The appeal was heard on an urgent basis, reflecting the fact that its implications, already far-reaching in the shipping industry, extended far beyond. In essence, the Court of Appeal upheld the conclusion of the Judge below in the Commercial Court (Males J.), who had in turn upheld some of the conclusions of the arbitrators who first heard the matter. Each concluded that a written contract, described as a sale contract and containing all the indicia of a sale contract, would not be a sale contract if the parties contemplated that the goods would physically cease to exist before the time at which property was meant to pass under the contract.
The authors submit that this is a surprising conclusion. In contracts for the sale of pharmaceuticals, foodstuffs, chemicals, raw components for incorporation into other objects, and fuel, it is often the case that the retention of title clause in the contract permits consensual use of the goods. The result of the Court of Appeal’s decision in Res Cogitans is that the numerous cases that have come before the Court concerning the extent to which aspects of such retention of title clauses are enforceable or not, which have proceeded on the basis that the consumption of the goods has no impact upon the nature of the contract (indeed in those cases it has been assumed that contracts permitting consensual use were and remain contracts of sale within the Sale of Goods Act 1979, or its predecessor, the 1893 Act), have all proceeded on an incorrect assumption. The authors believe that this is unlikely. The decision is also open to criticism on a number of other grounds.
The facts
The OW Bunker Group, consisting of a Danish parent company, OW Bunkers & Trading A/S (OWBAS), and different subsidiaries in different jurisdictions, was one of (if not the) largest supplier of marine fuels, known as bunkers, in the world. In December 2013 OWBAS entered into a revolving credit facility under a syndicated loan, with ING Bank N.V. (ING) as lead bank. As security for the loan, the OW Bunker Group entered into an Omnibus Security Agreement, whereby it assigned and charged to ING, as Security Agent, all rights, title and interest in its third party and intercompany receivables.
The bunker supply industry generally uses standard form contracts, and there is usually a string of participants, and thus a string of contracts. Thus when the owner/operator of a ship orders fuel, which may be delivered (stemmed) to the vessel in port, or offshore from a bunker supply vessel, the immediate seller places an order with another party further up the chain, and so on.
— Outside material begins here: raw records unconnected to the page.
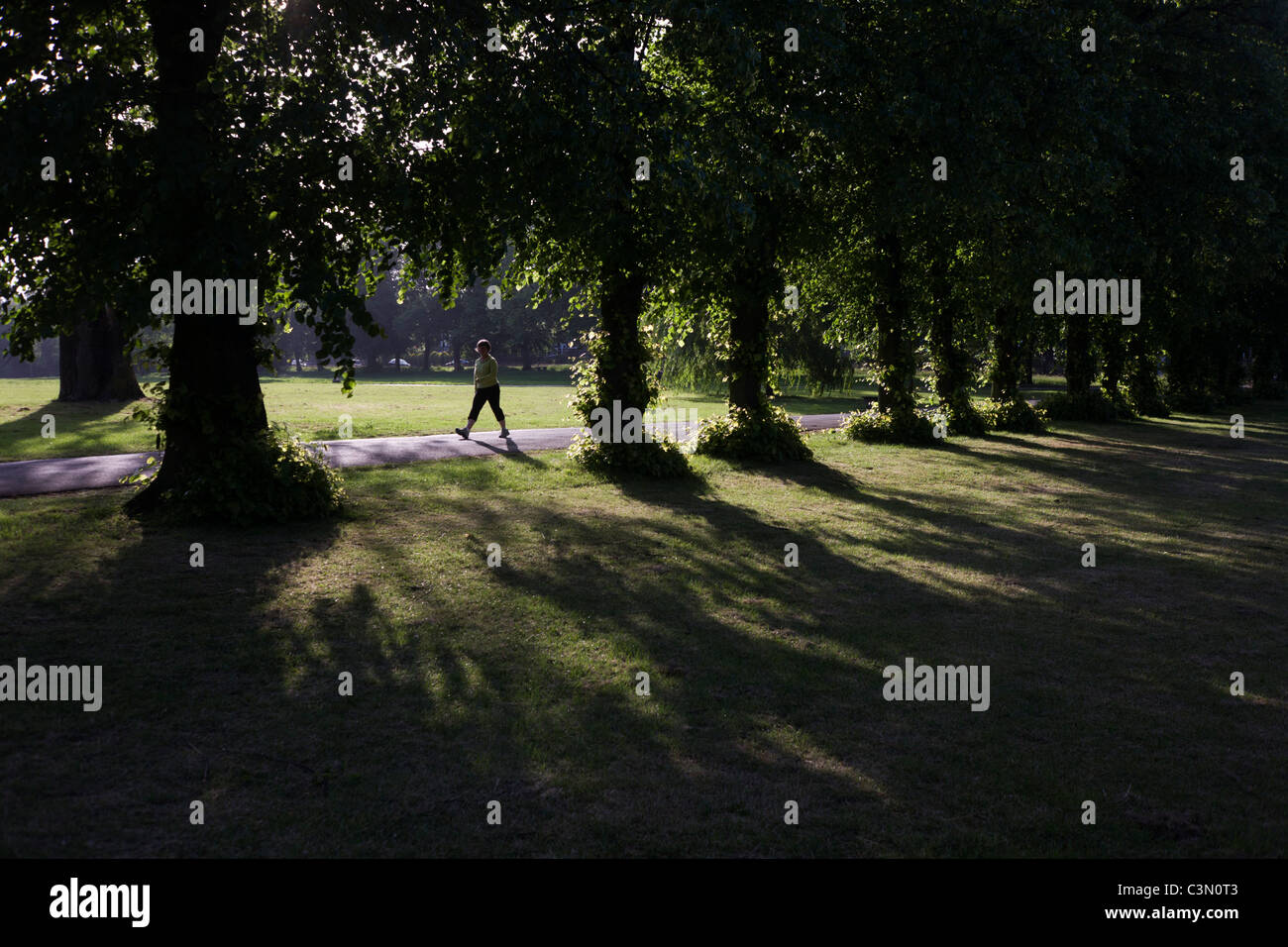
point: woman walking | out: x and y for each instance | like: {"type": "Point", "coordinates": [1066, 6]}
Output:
{"type": "Point", "coordinates": [487, 390]}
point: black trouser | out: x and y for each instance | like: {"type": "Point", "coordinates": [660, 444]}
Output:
{"type": "Point", "coordinates": [487, 395]}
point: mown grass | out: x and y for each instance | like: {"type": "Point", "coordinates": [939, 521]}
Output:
{"type": "Point", "coordinates": [312, 406]}
{"type": "Point", "coordinates": [518, 684]}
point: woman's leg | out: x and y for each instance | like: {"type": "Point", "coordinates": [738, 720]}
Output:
{"type": "Point", "coordinates": [494, 401]}
{"type": "Point", "coordinates": [481, 397]}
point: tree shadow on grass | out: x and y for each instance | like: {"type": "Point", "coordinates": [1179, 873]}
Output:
{"type": "Point", "coordinates": [518, 684]}
{"type": "Point", "coordinates": [80, 421]}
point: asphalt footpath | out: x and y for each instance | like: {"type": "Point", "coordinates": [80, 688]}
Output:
{"type": "Point", "coordinates": [62, 474]}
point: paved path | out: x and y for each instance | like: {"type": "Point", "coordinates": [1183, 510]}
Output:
{"type": "Point", "coordinates": [54, 475]}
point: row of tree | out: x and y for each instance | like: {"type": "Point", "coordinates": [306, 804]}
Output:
{"type": "Point", "coordinates": [889, 176]}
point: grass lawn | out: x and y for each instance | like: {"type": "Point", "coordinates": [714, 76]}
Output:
{"type": "Point", "coordinates": [310, 405]}
{"type": "Point", "coordinates": [518, 684]}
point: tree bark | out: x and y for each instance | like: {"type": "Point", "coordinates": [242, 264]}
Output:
{"type": "Point", "coordinates": [91, 364]}
{"type": "Point", "coordinates": [619, 364]}
{"type": "Point", "coordinates": [214, 405]}
{"type": "Point", "coordinates": [1078, 364]}
{"type": "Point", "coordinates": [1005, 375]}
{"type": "Point", "coordinates": [897, 371]}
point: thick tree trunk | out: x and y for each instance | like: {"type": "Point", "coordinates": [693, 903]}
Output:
{"type": "Point", "coordinates": [619, 364]}
{"type": "Point", "coordinates": [748, 347]}
{"type": "Point", "coordinates": [1078, 364]}
{"type": "Point", "coordinates": [949, 365]}
{"type": "Point", "coordinates": [1115, 359]}
{"type": "Point", "coordinates": [1005, 375]}
{"type": "Point", "coordinates": [214, 406]}
{"type": "Point", "coordinates": [896, 365]}
{"type": "Point", "coordinates": [91, 364]}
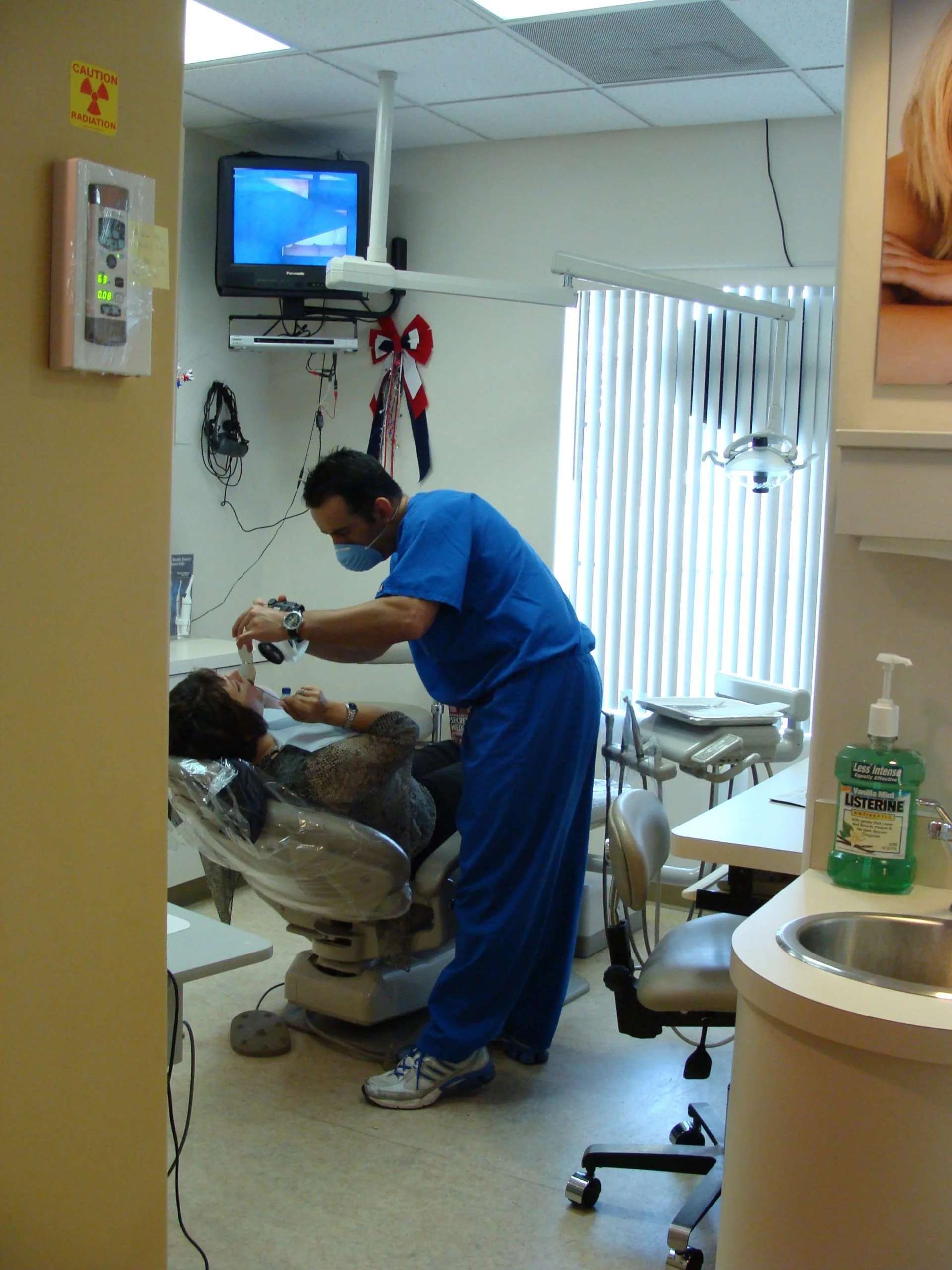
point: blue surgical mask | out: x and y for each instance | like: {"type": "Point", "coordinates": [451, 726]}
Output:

There may be four or five such participants in the chain, with only one of them physically delivering the fuel. Invariably each participant in the chain regards itself as having entered into a sale contract with the parties immediately below (and above). These contracts are frequently, although not invariably, governed by English Law, are frequently on or adaptions of BIMCO (Baltic and International Maritime Council) standard terms, and more often than not contain a retention of title provision of some description. It is also usual, although not inevitable, that each contract restricts use of the fuel, but permits the same to be consumed for a limited purpose only, namely propulsion of the vessel. Whilst not invariable, it is often the case that the parcel of fuel delivered may have been consumed in whole or in part before the expiry of the credit period. Of course, the more creditworthy the seller, the longer the credit period, and the greater the likelihood of consumption.